Placenta Accreta is a much severe issue, where the placenta is inseparable from your uterus. In such a situation, you are at high risk for life-threatening bleeding during delivery, which would ultimately result in your uterus being removed.

However, Placenta Accreta is uncommon and occurs in only 0.2 percent of all pregnancies.

Preterm Labour

Lastly, bleeding towards the end of your pregnancy may signal preterm labour. It is referred to as “preterm” when labour starts prior to 37 weeks. Other symptoms of preterm labour include:

  • Low backache
  • Watery or bloody vaginal discharge
  • Mild abdominal cramps
  • Frequent contractions/tightening of the uterus may be painless or painful.

If preterm labour occurs too early for the baby to be delivered, medication may be given to prevent delivery. Bed rest and sufficient fluid intake are advised. In some cases, delivery is unavoidable, and the baby would require additional intensive care in the hospital.

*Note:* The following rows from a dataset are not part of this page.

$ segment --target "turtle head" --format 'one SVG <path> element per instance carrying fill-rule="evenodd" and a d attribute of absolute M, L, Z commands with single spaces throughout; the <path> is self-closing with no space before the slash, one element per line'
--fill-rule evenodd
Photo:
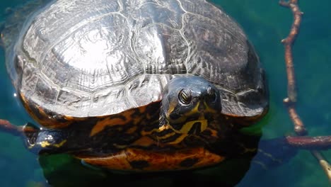
<path fill-rule="evenodd" d="M 163 93 L 158 140 L 174 144 L 198 135 L 221 110 L 219 91 L 211 83 L 195 76 L 175 78 Z"/>

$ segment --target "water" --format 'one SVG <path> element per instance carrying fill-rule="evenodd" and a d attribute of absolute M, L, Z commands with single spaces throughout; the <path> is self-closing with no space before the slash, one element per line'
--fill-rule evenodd
<path fill-rule="evenodd" d="M 21 4 L 22 1 L 1 2 L 0 13 L 4 12 L 6 7 Z M 292 124 L 282 104 L 282 99 L 286 95 L 286 78 L 284 48 L 279 42 L 288 33 L 292 21 L 291 13 L 289 9 L 279 6 L 278 1 L 214 1 L 221 6 L 243 26 L 267 72 L 271 107 L 267 116 L 260 123 L 264 125 L 262 138 L 293 135 Z M 301 1 L 301 8 L 305 14 L 294 50 L 298 87 L 297 108 L 310 135 L 331 134 L 330 5 L 331 2 L 327 0 L 320 0 L 318 3 Z M 3 51 L 1 51 L 0 56 L 0 118 L 23 125 L 30 119 L 13 96 L 14 91 L 5 69 Z M 324 154 L 327 158 L 331 157 L 330 152 Z M 65 166 L 70 159 L 65 157 L 55 159 L 56 165 L 49 167 L 45 174 Z M 45 166 L 48 162 L 42 163 Z M 212 174 L 213 171 L 217 171 L 210 170 L 208 172 Z M 102 178 L 101 176 L 100 177 Z M 24 148 L 18 137 L 0 133 L 0 186 L 35 186 L 45 180 L 37 157 Z M 156 178 L 147 183 L 139 183 L 145 186 L 148 184 L 170 185 L 166 177 Z M 316 160 L 308 152 L 301 151 L 279 167 L 267 171 L 255 168 L 250 169 L 238 186 L 327 186 L 328 184 Z"/>

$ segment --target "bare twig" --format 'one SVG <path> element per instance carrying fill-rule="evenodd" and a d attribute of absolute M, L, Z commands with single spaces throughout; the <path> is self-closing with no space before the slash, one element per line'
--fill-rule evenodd
<path fill-rule="evenodd" d="M 284 99 L 284 103 L 285 103 L 289 110 L 289 116 L 294 125 L 294 131 L 298 135 L 302 136 L 308 134 L 308 131 L 305 128 L 303 123 L 300 118 L 300 116 L 296 113 L 296 110 L 295 108 L 297 94 L 292 55 L 292 46 L 299 31 L 300 23 L 301 22 L 301 16 L 303 14 L 303 13 L 300 11 L 300 8 L 298 7 L 298 0 L 289 0 L 289 1 L 285 1 L 284 0 L 281 0 L 279 1 L 279 4 L 284 7 L 291 8 L 294 16 L 294 21 L 291 27 L 291 30 L 289 33 L 289 35 L 285 39 L 281 40 L 281 42 L 283 43 L 285 47 L 285 62 L 286 65 L 286 73 L 288 80 L 288 97 Z M 295 140 L 295 139 L 291 138 L 288 138 L 288 140 Z M 313 141 L 310 141 L 310 143 L 318 142 L 318 144 L 325 147 L 327 147 L 327 144 L 328 144 L 330 141 L 330 139 L 323 139 L 320 137 L 315 137 L 315 139 L 313 140 Z M 299 145 L 303 145 L 306 144 L 304 142 L 305 141 L 303 141 L 303 140 L 301 140 L 297 142 Z M 329 181 L 331 181 L 331 170 L 330 164 L 327 163 L 327 162 L 323 157 L 321 153 L 315 150 L 312 150 L 311 153 L 315 157 L 315 158 L 316 158 L 318 160 L 320 166 L 323 169 L 323 171 L 327 174 Z"/>

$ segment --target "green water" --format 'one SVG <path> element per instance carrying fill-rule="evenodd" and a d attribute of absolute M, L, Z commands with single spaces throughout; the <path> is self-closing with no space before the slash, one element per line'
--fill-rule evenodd
<path fill-rule="evenodd" d="M 2 1 L 0 19 L 5 16 L 1 13 L 6 7 L 21 4 L 22 1 Z M 292 21 L 291 13 L 279 6 L 278 1 L 214 0 L 214 2 L 222 6 L 243 26 L 267 72 L 271 106 L 269 114 L 260 123 L 264 125 L 262 138 L 293 135 L 292 124 L 282 104 L 282 99 L 286 95 L 286 78 L 284 49 L 279 42 L 288 33 Z M 298 87 L 298 112 L 310 135 L 327 135 L 331 134 L 331 13 L 329 10 L 331 1 L 301 1 L 300 5 L 305 14 L 294 49 Z M 0 52 L 0 118 L 23 125 L 30 119 L 13 97 L 14 90 L 6 72 L 4 52 Z M 330 152 L 324 154 L 327 158 L 331 158 Z M 59 159 L 56 166 L 65 166 L 66 162 L 63 158 Z M 47 171 L 56 170 L 56 166 L 52 165 Z M 208 172 L 215 174 L 212 172 L 218 170 Z M 180 176 L 180 174 L 178 175 Z M 34 186 L 45 181 L 37 157 L 24 148 L 21 139 L 0 133 L 0 186 Z M 141 185 L 167 186 L 170 183 L 165 176 Z M 316 160 L 308 152 L 301 151 L 281 166 L 267 171 L 252 167 L 238 186 L 328 185 Z"/>

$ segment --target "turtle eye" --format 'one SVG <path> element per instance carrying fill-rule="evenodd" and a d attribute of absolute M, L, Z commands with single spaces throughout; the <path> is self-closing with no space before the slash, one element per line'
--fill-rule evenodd
<path fill-rule="evenodd" d="M 217 98 L 217 94 L 214 89 L 211 88 L 211 86 L 209 86 L 207 88 L 207 94 L 209 96 L 209 99 L 211 102 L 215 102 L 215 101 Z"/>
<path fill-rule="evenodd" d="M 178 99 L 184 105 L 191 103 L 192 94 L 190 90 L 182 89 L 178 94 Z"/>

Eyal K. Sheiner; Bleeding during Pregnancy: A Comprehensive Guide.

American College of Obstetricians and Gynecologists: « Early Pregnancy Loss, » « Bleeding During Pregnancy. » Sakornbut, E. American Family Physician, 2007; vol 75: pp 1199-1206.

Zeltzer J.S. « Vaginal bleeding in late pregnancy, » in Rakel R.E., Bope E.T. Conn’s Current Therapy, 2008, 60th ed., Saunders Elsevier, Philadelphia.